Berada di lingkungan yang mayoritas non-muslim bahkan nyaris non-agamis membuatku sungguh merasa rindu suasana Islami di tanah air. Shalat berjamaah sulit dilakukan karena memang jamaahnya tidak berkumpul di satu tempat dan satu waktu. Komunitas Indonesia pada saat itu sangat sedikit. 

Dalam masa 6 bulan pertamaku di sana, hanya aku dan Faried, seorang mahasiswa program doctoral yang menjadi warga Indonesia di sana. Sebetulnya ada beberapa trainee lain yang sempat kutemui, namun kami tinggal di tempat yang saling berjauhan. Beberapa mahasiswa Malaysia menjadi kawan yang cukup kuakrabi, terutama karena kemiripan budaya dan bahasa yang kami miliki.

Ramadhan pertama di sana, kujalani nyaris tanpa kesan. Sahur dan berbuka kujalani sendiri atau kadang bersama seorang muslimah Tunisia yang menjadi tetanggaku di asrama mahasiswa asing yang dimiliki oleh kampus Universitas Gunma. 

Saat Idul Fitri, sedih sekali karena kami tidak bisa libur dari kegiatan kampus. Sesi belajar masih berjalan dan Jepang tidak mengenal libur Idul Fitri. Boro-boro libur untuk mudik... di hari rayanya saja tanggalan kalender tetap hitam. Jadi dengan berat hati, kami tetap mengikuti sesi belajar pada hari fitri itu. Ganbatte...!!!

Hal yang cukup membuatku terhibur adalah adanya undangan makan bersama dari kumpulan mahasiswa Malaysia yang jumlahnya cukup banyak di Maebashi. Mereka berbusana khas Malaysia berupa baju kurung panjang yang cantik-cantik. Aku pun berbusana rapi untuk hari istimewa itu, dengan rok batik panjang, plus perjuangan mengayuh sepeda menerjang angin Maebashi untuk datang ke acara yang diselenggarakan di ruang bersama kampus kami.  

Acara syukuran Idul Fitri yang diselenggarakan pada hari kedua lebaran itu dihadiri juga oleh beberapa mahasiswa Jepang dan mahasiswa asing lainnya.

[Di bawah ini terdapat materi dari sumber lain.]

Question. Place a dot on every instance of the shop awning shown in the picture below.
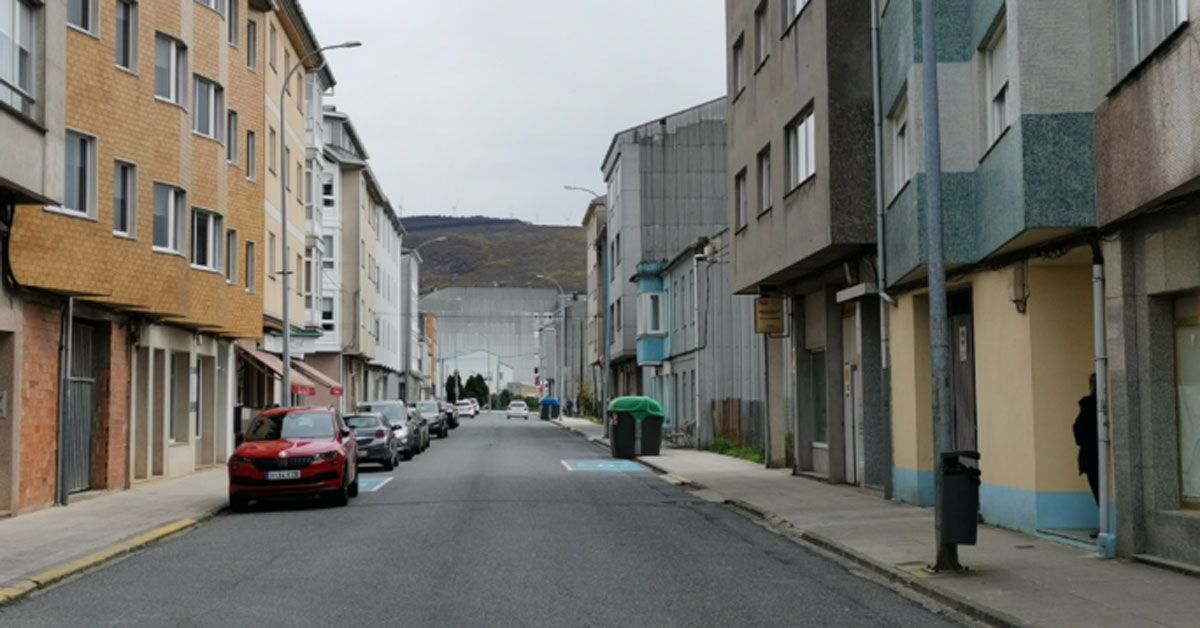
(300, 383)
(319, 377)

Hidangan yang disiapkan adalah hidangan melayu yang cukup memanjakan lidah. 

Opor dan lontong menjadi pengganti ketupat sayur yang menjadi hidangan khas lebaran. Kering bihun pedas dan laksa membuat lidah tamu-tamu berkebangsaan Jepang menjadi megap-megap kepedasan, namun beberapa jenis kue dan agar-agar santan menjadi penutup yang manis dari acara tersebut.

Ramadhan keduaku di sana, kujalani dengan lebih menyenangkan. Bertambahnya warga Indonesia yang belajar di sana membuat komunitas kami sedikit bertambah besar. Seorang peneliti dari sebuah lembaga pemerintah di Bandung sempat menjadi tetangga kamarku di asrama. 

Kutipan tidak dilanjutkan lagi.